Birthdays. You either love them or hate them. As a child, I recall planning what I wanted to do months in advance. It was always special, and it was always a big event because ultimately, I was – and still am – a bit of a princess.
I hated the fact that my birthday was in January though. I didn’t have any ‘cool’ outdoor celebrations like my brother did (a summer baby), but it was still special and I have great memories.
As I’m turning 33, and living with a variety of chronic illnesses, some days I wake up with my body aching and feeling centuries old. And while I don’t mind getting older, I don’t particularly want to celebrate it. Not because the number bothers me, but because my chronic illness usually ruins it for me. So I’m feeling a little melancholic.
Birthdays aren’t exempt from chronic illness
In a previous article I’ve shared how I plan a day out with a chronic illness, and I try to incorporate this wisdom as much as I can when it comes to my birthday. My boyfriend likes to take me out for a meal each year, but it doesn’t always go to plan because unfortunately chronic illnesses don’t just disappear for special occasions.

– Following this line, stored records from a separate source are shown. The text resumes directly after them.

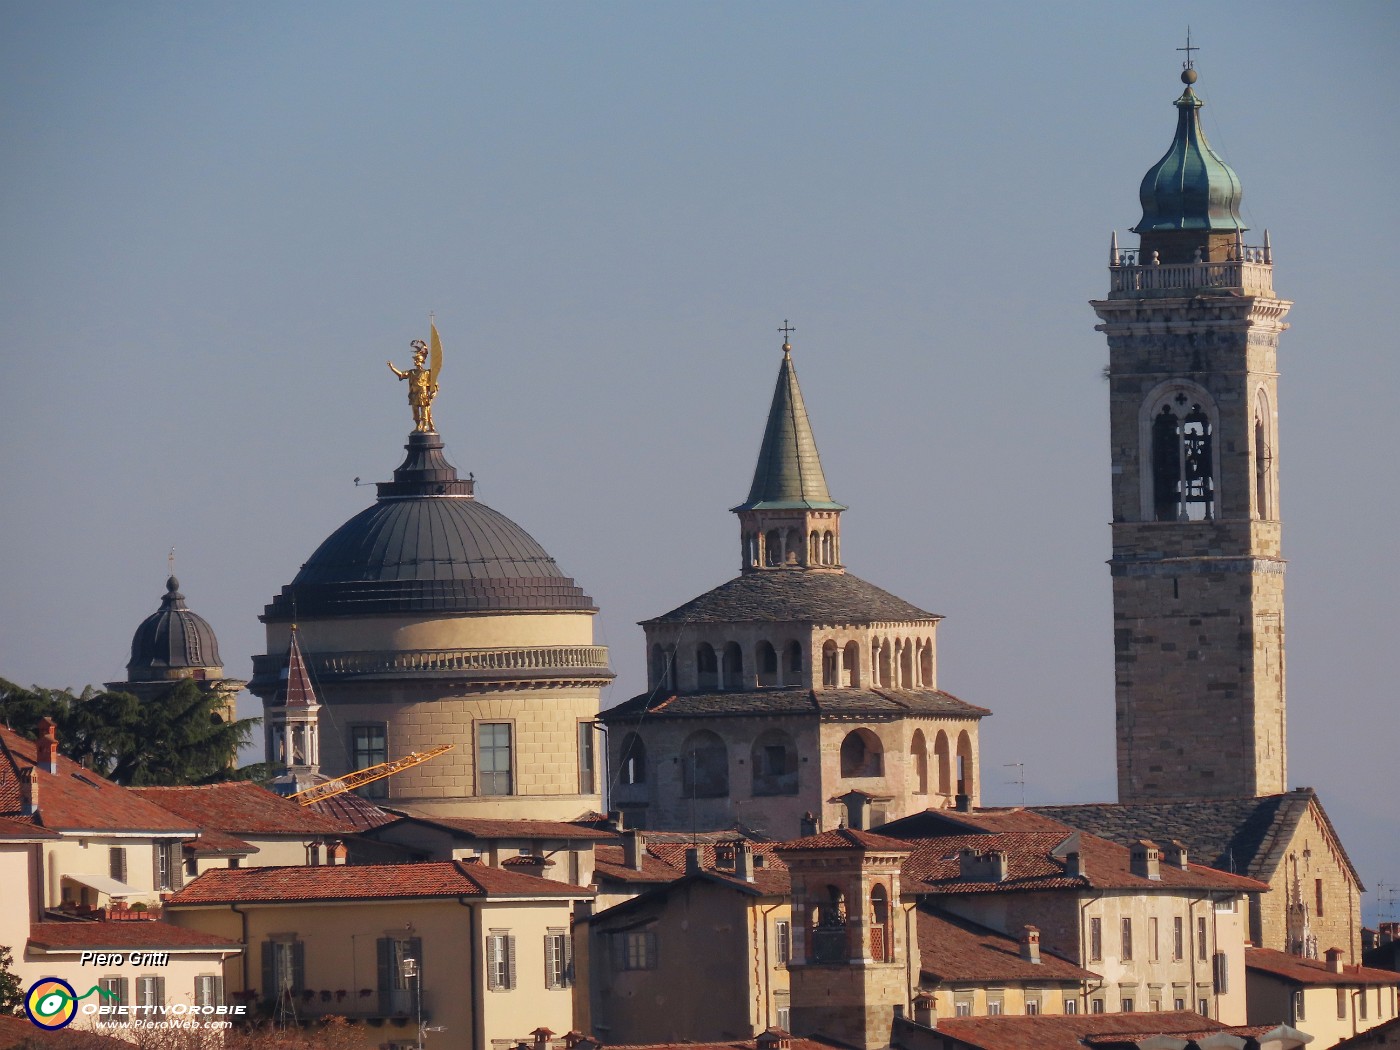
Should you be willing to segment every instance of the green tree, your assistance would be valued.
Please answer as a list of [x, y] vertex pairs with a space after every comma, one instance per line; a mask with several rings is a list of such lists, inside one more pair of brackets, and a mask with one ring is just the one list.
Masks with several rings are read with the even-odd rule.
[[220, 697], [181, 679], [153, 699], [131, 693], [25, 689], [0, 679], [0, 721], [34, 736], [39, 719], [54, 720], [69, 758], [131, 787], [205, 784], [236, 776], [238, 749], [255, 718], [225, 722]]
[[15, 957], [0, 944], [0, 1014], [17, 1014], [24, 1003], [24, 985], [11, 967]]

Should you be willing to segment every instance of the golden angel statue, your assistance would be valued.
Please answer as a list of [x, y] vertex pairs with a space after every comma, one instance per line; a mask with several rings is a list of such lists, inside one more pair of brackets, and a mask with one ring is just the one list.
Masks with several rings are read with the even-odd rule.
[[[408, 380], [408, 405], [413, 410], [413, 429], [423, 433], [436, 433], [433, 426], [433, 398], [438, 392], [438, 373], [442, 371], [442, 341], [438, 338], [437, 325], [431, 326], [432, 347], [421, 339], [408, 345], [413, 347], [413, 367], [400, 372], [390, 361], [389, 371], [400, 379]], [[426, 367], [424, 366], [426, 362]]]

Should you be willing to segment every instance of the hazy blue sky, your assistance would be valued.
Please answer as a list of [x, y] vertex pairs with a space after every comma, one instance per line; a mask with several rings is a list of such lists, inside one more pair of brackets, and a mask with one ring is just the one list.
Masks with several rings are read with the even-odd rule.
[[945, 614], [940, 684], [995, 711], [986, 801], [1015, 762], [1112, 798], [1086, 301], [1188, 22], [1297, 301], [1289, 778], [1400, 884], [1388, 3], [0, 3], [0, 675], [123, 677], [174, 546], [246, 677], [398, 463], [384, 360], [434, 310], [449, 452], [598, 601], [624, 699], [635, 621], [737, 571], [788, 317], [847, 563]]

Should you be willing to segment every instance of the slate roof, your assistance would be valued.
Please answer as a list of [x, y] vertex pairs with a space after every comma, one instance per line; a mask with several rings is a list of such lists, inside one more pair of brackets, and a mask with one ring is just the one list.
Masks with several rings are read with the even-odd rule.
[[200, 828], [230, 835], [344, 835], [355, 830], [247, 780], [130, 790]]
[[931, 981], [1093, 981], [1100, 975], [1044, 948], [1040, 962], [1021, 958], [1021, 945], [975, 922], [920, 905], [919, 969]]
[[285, 901], [403, 900], [431, 897], [582, 897], [570, 883], [465, 861], [215, 868], [171, 897], [167, 907]]
[[160, 608], [142, 620], [132, 635], [128, 679], [161, 679], [173, 668], [222, 666], [214, 628], [190, 611], [180, 593], [180, 581], [170, 577], [165, 581]]
[[19, 771], [35, 767], [37, 744], [0, 727], [0, 817], [51, 831], [149, 831], [193, 837], [198, 827], [146, 801], [130, 788], [58, 756], [58, 772], [38, 769], [39, 814], [26, 817], [20, 808]]
[[980, 1050], [1083, 1050], [1086, 1037], [1175, 1035], [1227, 1031], [1219, 1021], [1188, 1010], [1159, 1013], [1035, 1014], [940, 1017], [938, 1032]]
[[677, 867], [669, 864], [651, 852], [642, 854], [642, 870], [637, 871], [627, 864], [627, 855], [621, 846], [598, 846], [593, 850], [593, 878], [595, 882], [621, 882], [627, 884], [649, 884], [674, 882], [685, 874], [685, 858]]
[[857, 828], [832, 828], [830, 831], [823, 831], [816, 835], [808, 835], [805, 838], [792, 839], [788, 842], [778, 844], [778, 849], [783, 853], [795, 853], [798, 850], [844, 850], [863, 849], [873, 850], [877, 853], [888, 853], [891, 851], [907, 853], [913, 847], [902, 839], [890, 838], [886, 835], [876, 835], [869, 831], [861, 831]]
[[[695, 848], [700, 851], [700, 867], [713, 878], [742, 883], [734, 878], [732, 864], [719, 864], [716, 845], [734, 845], [740, 840], [729, 833], [723, 840], [706, 842], [656, 842], [651, 839], [655, 832], [648, 832], [642, 853], [642, 870], [628, 866], [627, 855], [622, 846], [598, 846], [593, 853], [594, 879], [620, 882], [630, 885], [656, 885], [675, 882], [685, 877], [686, 851]], [[774, 850], [781, 843], [748, 842], [754, 854], [754, 881], [746, 883], [769, 895], [786, 894], [792, 891], [792, 880], [788, 876], [787, 865]]]
[[1381, 984], [1400, 985], [1400, 973], [1394, 970], [1378, 970], [1372, 966], [1350, 966], [1343, 964], [1341, 973], [1333, 973], [1325, 960], [1304, 959], [1275, 951], [1273, 948], [1246, 948], [1244, 952], [1246, 969], [1255, 973], [1268, 974], [1295, 984], [1308, 985], [1353, 985]]
[[257, 846], [245, 842], [237, 835], [230, 835], [225, 831], [212, 831], [209, 828], [201, 831], [199, 838], [193, 842], [186, 842], [185, 849], [202, 857], [248, 857], [262, 852]]
[[1332, 837], [1357, 886], [1361, 880], [1342, 848], [1332, 822], [1311, 788], [1298, 788], [1260, 798], [1210, 799], [1197, 802], [1098, 803], [1078, 806], [1036, 806], [1038, 813], [1127, 845], [1148, 838], [1157, 842], [1180, 839], [1191, 857], [1221, 871], [1239, 872], [1267, 881], [1283, 863], [1288, 841], [1308, 809], [1317, 805], [1318, 819]]
[[[834, 1047], [840, 1048], [840, 1050], [849, 1050], [844, 1043], [828, 1043], [819, 1038], [788, 1037], [787, 1033], [782, 1032], [781, 1029], [769, 1029], [769, 1031], [780, 1034], [792, 1050], [833, 1050]], [[736, 1039], [731, 1043], [595, 1043], [594, 1045], [603, 1046], [603, 1050], [754, 1050], [758, 1045], [758, 1040]]]
[[[329, 780], [330, 778], [323, 777], [321, 779]], [[330, 798], [317, 799], [306, 808], [314, 809], [321, 816], [334, 820], [341, 826], [354, 831], [369, 831], [371, 828], [392, 824], [399, 819], [353, 791], [342, 791], [339, 795], [332, 795]]]
[[849, 572], [773, 569], [721, 583], [653, 623], [907, 623], [943, 617]]
[[71, 1050], [131, 1050], [125, 1039], [98, 1035], [86, 1028], [61, 1028], [40, 1032], [23, 1014], [0, 1014], [0, 1050], [31, 1050], [33, 1047], [70, 1047]]
[[640, 693], [601, 712], [604, 722], [640, 718], [747, 718], [754, 715], [928, 715], [985, 718], [991, 711], [941, 689], [744, 689], [734, 692]]
[[563, 820], [501, 820], [490, 817], [423, 817], [401, 815], [396, 824], [423, 824], [466, 839], [568, 839], [604, 842], [617, 836]]
[[35, 922], [29, 926], [31, 948], [138, 949], [224, 948], [237, 950], [238, 941], [212, 933], [187, 930], [168, 922]]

In fact, that’s often when they tend to rear their ugly head to the point of a massive flare-up. At least, that’s how it feels to me.
How awesome would it be to have a break from your chronic illness? Imagine, birthdays, Christmas, and holidays with no pain… One can only dream!
For this birthday, the meal is already booked and then we’re heading to my favourite dessert place. I’d have happily just gone for dessert but apparently mains are important too!
On the surface, going out to a restaurant seems straight forward. There’s nothing to it, right? You’ll go to the venue, sit down, eat and go home. What’s the problem with that?
Unfortunately, when you suffer with various chronic conditions like I do, nothing is simple. The challenges begin before you get to the restaurant – in fact, even before you leave the house.
Making plans ahead of the special day
I shower the day before I plan to go out as that alone is enough to zap all the energy from me. Afterwards, I go straight to bed, so there’s no way I would be able to wash my hair on my birthday and go out on the same day – it would be absolutely impossible!
The day of my birthday is pretty chilled and I don’t tend to get up to much other than calling family and friends. Before setting off to the restaurant, I do my makeup and my boyfriend helps me to get dressed. This is always painful as I’m moving about and bending limbs, and it feels like a massive struggle until the bedroom door closes behind me.
One thing I don’t have to worry about is seating at the restaurant. I use a powerchair that reclines and tilts so I can sit in a variety of comfortable positions. I used to get very concerned about going out in the days before I used a wheelchair. Some of the chairs you find in restaurants are so uncomfortable that they would leave me in agony before my appetiser had even arrived.
Since my condition varies on a daily basis and I don’t get an exemption from my chronic conditions for my birthday, I have to make contingency plans too. This is mainly because my boyfriend likes making the day extra special for me and I’m not always able to carry out the plans that have been made. If I find myself mid-flare and we have to stay in, here are a few alternative ways I like to spend my birthday:
Watch a movie
I love watching films with my boyfriend and if I’m flaring and unable to get out of bed, we can still do something that evening that doesn’t require going out. And as it’s my birthday, I get to pick the films.
Enjoy a pamper session
This requires a little bit more energy, but putting on a face mask, and lying in bed with candles lit and calming music playing is always indulgent. As much as my boyfriend won’t admit it, he doesn’t hate a face mask either.
Get the food to come to you
If I feel like I can’t go out for food, the food can come to me. This way I’m not missing out on a special meal and it can all be enjoyed from the comfort of my sofa.
Have a pyjama party
Invite some friends over, get into your pyjamas, get some popcorn, blankets, and watch something or just have a catch-up session. I don’t have many friends that live nearby, but I know at least one would show up and help me make the day fun.
Arrange for a video chat
If your friends or family can’t come to you, you can have a video chat with them wherever they are. Talking to my nephew or my best friend always cheers me up and makes me laugh.
In my opinion, no matter what you do, you need to take some time out for yourself and wish yourself a “Happy Birthday”. Living with chronic illness is difficult but your birthday is your day, and you should try to make it a good one.